雪華の遺産を継ぐ者

 雪華国の滅亡から十年。白瀾国の名家に引き取られた凛音は、ある出来事をきっかけに己の運命と向き合う旅に出ます。伝説の霊薬・雪蓮を探す道中で、彼女は思いがけない出会いと試練に直面します。王女から暗殺者へ。その変貌の背後には、深い覚悟と、誰にも語れない真実が隠されています。

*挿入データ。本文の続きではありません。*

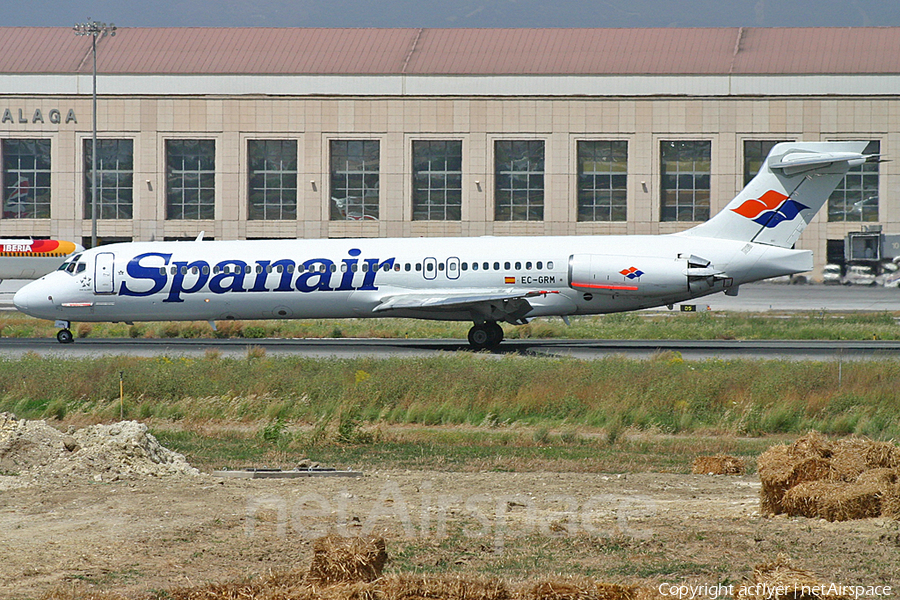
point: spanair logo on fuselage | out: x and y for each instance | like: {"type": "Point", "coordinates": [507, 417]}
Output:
{"type": "Point", "coordinates": [154, 272]}
{"type": "Point", "coordinates": [770, 209]}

 冷徹な暗殺者でありながら、時折覗かせる温かな人間性が魅力の凛音。彼女を取り巻く人々との関係性も丁寧に紡がれており、白瀾国第二王子・蓮と謎めいた医者・洛白の存在が物語に深みを与えています。凛音の兄・凛律との絆、清樹という少年との出会い、そして守護霊・浮遊(龍)との特別な繋がりも、この物語の重要な要素です。

 中国風ファンタジーの世界観に調和した端正な情景描写と、緊迫感のある戦闘シーンも素敵です。特に印象的なのは氷雪の描写。「氷華」「霜雪」といった言葉を効果的に用い、凛とした美しさと儚さを表現しています。随所に散りばめられた漢詩調の表現も、物語世界の深みを増しています。

 復讐と赦し、運命と選択。相反する要素が交錯する中で、凛音は自らの道を切り拓いていきます。その想いが確かに読者の心に響く、美しい物語です。